“Nous ne sommes plus des victimes, mais la solution” ! Longtemps décrits uniquement comme des communautés assiégées par les impacts des dérèglements climatiques, les peuples autochtones espèrent désormais que leurs savoirs ancestraux seront reconnus comme un atout pour les combattre.
Le rapport des experts climat de l’ONU (Giec) sur les impacts et l’adaptation au réchauffement de la planète publié lundi leur apporte à cet égard de nouveaux arguments.Certes, de nombreux peuples autochtones, comme ceux de l’Arctique menacés par la fonte de la banquise, sont en première ligne face aux impacts du réchauffement. Une réalité soulignée par le rapport du Giec, qui pointe du doigt une des sources de leur vulnérabilité: le “colonialisme”.”C’est une grande avancée de reconnaître l’impact du colonialisme, à la fois historique et actuel” sur ces peuples victimes de “racisme et de marginalisation”, indique à l’AFP une des auteurs du rapport, Sherilee Harper, notant une évolution de leur place dans les travaux du Giec. Avant “il y a avait une tendance à les peindre comme des victimes du changement climatique qui ne peuvent rien y faire”, alors que “ce n’est pas vrai”, souligne-t-elle.Le rapport insiste sur ce que ces communautés et leurs connaissances intimes de la nature, transmises de génération en génération, peuvent apporter à la lutte contre le changement climatique, en particulier pour limiter ses impacts.

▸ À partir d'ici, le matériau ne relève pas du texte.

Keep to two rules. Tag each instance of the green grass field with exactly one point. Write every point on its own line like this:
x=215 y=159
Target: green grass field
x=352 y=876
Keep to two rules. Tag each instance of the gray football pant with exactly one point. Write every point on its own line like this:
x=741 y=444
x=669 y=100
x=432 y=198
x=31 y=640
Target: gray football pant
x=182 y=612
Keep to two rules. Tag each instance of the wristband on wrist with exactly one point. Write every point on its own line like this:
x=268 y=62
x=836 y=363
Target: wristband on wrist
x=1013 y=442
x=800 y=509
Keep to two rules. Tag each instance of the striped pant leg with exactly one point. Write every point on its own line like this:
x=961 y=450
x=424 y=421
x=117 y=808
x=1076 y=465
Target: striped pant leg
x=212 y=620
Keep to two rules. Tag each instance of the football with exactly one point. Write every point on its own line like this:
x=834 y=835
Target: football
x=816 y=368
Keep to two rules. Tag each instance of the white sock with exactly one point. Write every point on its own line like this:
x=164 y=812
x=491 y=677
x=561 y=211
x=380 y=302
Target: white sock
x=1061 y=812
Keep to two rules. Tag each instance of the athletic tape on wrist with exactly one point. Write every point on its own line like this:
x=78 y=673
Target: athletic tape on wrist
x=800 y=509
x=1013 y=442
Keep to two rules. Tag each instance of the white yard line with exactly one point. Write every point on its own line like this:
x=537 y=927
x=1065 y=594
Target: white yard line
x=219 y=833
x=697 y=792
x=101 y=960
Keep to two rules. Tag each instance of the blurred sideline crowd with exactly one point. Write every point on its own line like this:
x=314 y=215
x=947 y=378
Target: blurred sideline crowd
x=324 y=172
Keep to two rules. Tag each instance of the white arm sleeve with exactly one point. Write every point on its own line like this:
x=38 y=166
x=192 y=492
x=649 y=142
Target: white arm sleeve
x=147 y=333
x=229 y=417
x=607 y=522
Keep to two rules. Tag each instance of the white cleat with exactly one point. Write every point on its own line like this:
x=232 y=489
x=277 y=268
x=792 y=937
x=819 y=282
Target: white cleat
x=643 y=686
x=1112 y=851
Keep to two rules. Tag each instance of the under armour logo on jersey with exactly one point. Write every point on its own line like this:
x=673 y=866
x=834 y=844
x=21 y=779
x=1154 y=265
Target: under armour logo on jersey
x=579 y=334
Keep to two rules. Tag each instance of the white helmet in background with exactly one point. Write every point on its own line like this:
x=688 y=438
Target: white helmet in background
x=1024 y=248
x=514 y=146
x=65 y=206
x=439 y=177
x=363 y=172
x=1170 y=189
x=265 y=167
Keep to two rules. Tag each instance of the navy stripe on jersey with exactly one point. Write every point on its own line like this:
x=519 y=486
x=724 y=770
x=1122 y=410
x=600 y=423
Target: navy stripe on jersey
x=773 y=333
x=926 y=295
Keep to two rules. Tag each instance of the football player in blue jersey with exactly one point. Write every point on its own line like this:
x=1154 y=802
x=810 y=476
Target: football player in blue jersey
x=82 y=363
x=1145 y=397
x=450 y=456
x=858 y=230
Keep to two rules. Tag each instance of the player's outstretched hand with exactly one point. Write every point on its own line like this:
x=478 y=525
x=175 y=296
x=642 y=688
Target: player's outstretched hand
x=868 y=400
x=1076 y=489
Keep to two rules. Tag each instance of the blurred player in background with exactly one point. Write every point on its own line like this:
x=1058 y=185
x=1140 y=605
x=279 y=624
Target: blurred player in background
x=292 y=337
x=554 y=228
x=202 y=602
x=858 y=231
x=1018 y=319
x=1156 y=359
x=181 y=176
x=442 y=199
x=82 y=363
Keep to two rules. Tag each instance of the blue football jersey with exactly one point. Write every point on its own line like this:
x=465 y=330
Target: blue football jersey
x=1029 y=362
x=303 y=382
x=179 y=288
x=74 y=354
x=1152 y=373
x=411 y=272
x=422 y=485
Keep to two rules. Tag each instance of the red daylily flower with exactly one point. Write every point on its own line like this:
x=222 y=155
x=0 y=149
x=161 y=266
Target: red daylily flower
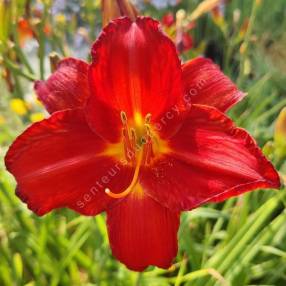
x=139 y=136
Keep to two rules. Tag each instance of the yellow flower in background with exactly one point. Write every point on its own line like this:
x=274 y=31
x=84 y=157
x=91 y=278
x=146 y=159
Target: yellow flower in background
x=18 y=106
x=60 y=19
x=280 y=133
x=2 y=120
x=37 y=116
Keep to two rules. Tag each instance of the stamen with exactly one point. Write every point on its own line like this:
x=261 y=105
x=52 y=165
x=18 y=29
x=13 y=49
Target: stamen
x=132 y=184
x=148 y=118
x=123 y=117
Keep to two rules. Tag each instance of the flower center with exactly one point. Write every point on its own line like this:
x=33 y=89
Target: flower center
x=138 y=147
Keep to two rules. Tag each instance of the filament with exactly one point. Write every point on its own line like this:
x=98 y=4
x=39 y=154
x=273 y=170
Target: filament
x=132 y=184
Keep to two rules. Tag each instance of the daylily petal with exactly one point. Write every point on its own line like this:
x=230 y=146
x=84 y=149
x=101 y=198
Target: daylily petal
x=136 y=70
x=204 y=83
x=66 y=88
x=142 y=232
x=60 y=162
x=210 y=160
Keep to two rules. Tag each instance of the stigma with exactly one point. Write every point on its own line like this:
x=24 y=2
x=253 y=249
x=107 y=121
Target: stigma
x=138 y=149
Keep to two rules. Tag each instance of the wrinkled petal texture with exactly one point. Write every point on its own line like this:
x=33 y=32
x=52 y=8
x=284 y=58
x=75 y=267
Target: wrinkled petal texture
x=204 y=83
x=135 y=69
x=66 y=88
x=210 y=160
x=60 y=162
x=142 y=232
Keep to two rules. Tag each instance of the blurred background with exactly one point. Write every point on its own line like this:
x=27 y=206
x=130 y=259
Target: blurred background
x=239 y=242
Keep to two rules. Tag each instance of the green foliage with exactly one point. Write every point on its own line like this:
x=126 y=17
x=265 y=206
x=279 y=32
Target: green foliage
x=239 y=242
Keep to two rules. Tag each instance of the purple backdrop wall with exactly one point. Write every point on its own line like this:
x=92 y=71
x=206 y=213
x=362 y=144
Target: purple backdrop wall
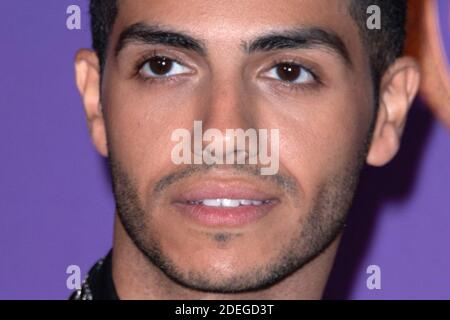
x=56 y=206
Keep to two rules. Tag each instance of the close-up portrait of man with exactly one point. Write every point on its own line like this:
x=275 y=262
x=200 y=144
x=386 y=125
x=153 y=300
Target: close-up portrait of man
x=226 y=150
x=338 y=92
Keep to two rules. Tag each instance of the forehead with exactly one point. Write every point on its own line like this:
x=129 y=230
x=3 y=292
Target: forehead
x=237 y=20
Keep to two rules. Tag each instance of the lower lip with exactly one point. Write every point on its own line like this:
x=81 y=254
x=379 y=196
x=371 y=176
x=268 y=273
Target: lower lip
x=220 y=216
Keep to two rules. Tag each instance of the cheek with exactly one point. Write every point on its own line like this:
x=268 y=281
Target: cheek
x=139 y=121
x=320 y=140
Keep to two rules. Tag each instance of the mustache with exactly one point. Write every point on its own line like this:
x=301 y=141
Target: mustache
x=281 y=180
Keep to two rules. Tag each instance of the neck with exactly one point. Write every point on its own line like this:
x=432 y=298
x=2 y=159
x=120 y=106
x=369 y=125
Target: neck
x=136 y=278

D’autant que les terres ancestrales de ces peuples qui représentent environn 500 millions de personnes à travers le monde, accueillent 80% de la biodiversité mondiale, note le Giec.

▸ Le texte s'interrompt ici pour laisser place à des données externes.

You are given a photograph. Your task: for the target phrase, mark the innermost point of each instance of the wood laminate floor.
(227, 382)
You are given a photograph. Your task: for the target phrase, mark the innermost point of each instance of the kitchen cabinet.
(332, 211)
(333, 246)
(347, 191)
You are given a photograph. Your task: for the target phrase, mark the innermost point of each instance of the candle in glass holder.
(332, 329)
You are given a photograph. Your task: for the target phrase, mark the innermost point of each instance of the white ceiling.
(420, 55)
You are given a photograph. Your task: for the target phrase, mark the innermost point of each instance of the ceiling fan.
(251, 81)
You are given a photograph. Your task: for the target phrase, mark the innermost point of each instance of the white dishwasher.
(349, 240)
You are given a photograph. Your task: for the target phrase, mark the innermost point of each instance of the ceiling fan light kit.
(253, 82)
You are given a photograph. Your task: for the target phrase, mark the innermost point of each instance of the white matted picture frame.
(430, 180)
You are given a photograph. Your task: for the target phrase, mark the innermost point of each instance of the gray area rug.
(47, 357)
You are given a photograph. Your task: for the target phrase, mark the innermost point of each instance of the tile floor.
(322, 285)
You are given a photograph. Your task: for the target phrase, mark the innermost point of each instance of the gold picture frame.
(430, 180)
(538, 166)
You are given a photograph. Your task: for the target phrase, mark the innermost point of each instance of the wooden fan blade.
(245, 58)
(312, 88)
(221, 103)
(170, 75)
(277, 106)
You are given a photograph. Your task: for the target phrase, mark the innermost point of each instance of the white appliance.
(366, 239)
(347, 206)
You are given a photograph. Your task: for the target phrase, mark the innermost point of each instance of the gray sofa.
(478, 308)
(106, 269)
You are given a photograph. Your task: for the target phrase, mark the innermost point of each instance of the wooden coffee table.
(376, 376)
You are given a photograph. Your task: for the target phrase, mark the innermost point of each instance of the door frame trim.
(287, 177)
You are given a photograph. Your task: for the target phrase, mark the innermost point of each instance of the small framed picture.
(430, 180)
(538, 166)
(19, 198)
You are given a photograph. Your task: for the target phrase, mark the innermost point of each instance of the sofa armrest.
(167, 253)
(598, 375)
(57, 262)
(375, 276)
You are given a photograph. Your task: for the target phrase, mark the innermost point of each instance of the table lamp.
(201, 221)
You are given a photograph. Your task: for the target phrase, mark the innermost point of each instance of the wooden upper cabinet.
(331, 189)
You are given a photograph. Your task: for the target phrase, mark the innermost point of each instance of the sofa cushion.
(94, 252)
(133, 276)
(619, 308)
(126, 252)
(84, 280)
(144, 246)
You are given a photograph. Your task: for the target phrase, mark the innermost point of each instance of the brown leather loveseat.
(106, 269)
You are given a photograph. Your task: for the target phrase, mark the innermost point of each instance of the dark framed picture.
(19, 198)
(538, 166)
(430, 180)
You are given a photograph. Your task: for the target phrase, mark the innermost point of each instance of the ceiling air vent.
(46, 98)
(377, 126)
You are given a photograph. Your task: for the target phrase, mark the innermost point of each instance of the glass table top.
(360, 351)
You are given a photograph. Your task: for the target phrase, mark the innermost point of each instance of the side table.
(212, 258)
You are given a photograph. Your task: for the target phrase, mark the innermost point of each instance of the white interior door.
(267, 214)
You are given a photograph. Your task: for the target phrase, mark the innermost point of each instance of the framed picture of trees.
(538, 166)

De l’Amazonie à la Sibérie, ces communautés font face à des “défis d’adaptation depuis des siècles et ont développé des stratégies de résilience aux changements environnementaux qui peuvent enrichir et renforcer les efforts d’adaptation”.”Face aux catastrophes climatiques, économiques et sanitaires, la réalité force à reconnaître les savoirs des peuples autochtones et une nouvelle relation de respect”, se félicite Gregorio Mirabal, chef de la Coordination des organisations autochtones du bassin de l’Amazone (Coica). “Désormais, nous ne sommes plus des victimes, nous sommes la solution!”, lance le Vénézuélien à l’AFP.”Mais cela doit aller au-delà d’un simple paragraphe, cela doit être accompagné par des propositions détaillées pour que les solutions soient mises en place”, poursuit-il.

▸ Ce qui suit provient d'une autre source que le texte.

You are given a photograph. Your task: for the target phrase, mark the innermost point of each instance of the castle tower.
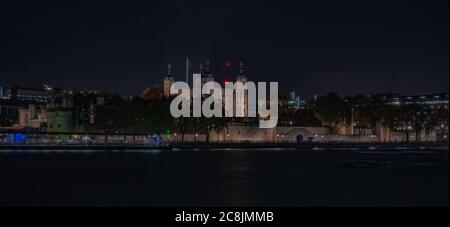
(168, 81)
(243, 79)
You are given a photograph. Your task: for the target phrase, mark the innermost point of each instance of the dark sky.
(312, 47)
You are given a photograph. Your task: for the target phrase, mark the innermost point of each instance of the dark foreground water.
(222, 178)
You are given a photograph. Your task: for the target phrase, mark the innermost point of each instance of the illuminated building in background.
(59, 120)
(439, 100)
(243, 79)
(30, 94)
(207, 76)
(168, 81)
(33, 117)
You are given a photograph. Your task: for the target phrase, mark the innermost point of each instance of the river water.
(227, 177)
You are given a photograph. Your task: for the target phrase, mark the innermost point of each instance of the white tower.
(168, 81)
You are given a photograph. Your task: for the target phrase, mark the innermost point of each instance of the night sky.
(312, 47)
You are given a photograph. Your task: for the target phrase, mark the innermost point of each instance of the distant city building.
(168, 81)
(29, 94)
(207, 76)
(33, 118)
(439, 100)
(59, 120)
(9, 112)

L’importance de l'”autodétermination” et de la “reconnaissance des droits”
“Nous, peuples autochtones, n’avons plus besoin d’une introduction, d’études ou de conférences” mais de véritables “stratégies”, renchérit Rodion Sulyandziga, coprésident du Forum international des peuples autochtones sur le changement climatique.”Nous devons allier nos efforts (…). Mettre sur la table à la fois savoirs autochtones et la technologie”, poursuit-il. Mais cela passe aussi par redonner à ces peuples le droit sur leurs territoires ancestraux, insiste le représentant des Ugede, “peuple de la forêt” boréale de Sibérie. “Sans nos terres, nous ne pouvons nous adapter”. Les scientifiques du Giec soulignent d’ailleurs l’importance de l'”autodétermination” et de la “reconnaissance des droits” de ces peuples pour l’adaptation aux impacts du réchauffement. Chapitre après chapitre, région après région, les milliers de pages du rapport donnent de multiples exemples de pratiques d’adaptation qui pourraient servir d’inspiration.Par exemple, dans plusieurs régions du monde, des peuples autochtones combattent le feu par le feu, brûlant certaines parcelles à des périodes précises de l’année pour éviter les incendies hors de contrôle plus tard.Les experts du Giec évoquent également l’attention portée à la diversification des cultures, comme le système agro-forestier des Kichwas d’Equateur qui font pousser sous la protection de la forêt amazonienne cultures alimentaires et plantes médicinales.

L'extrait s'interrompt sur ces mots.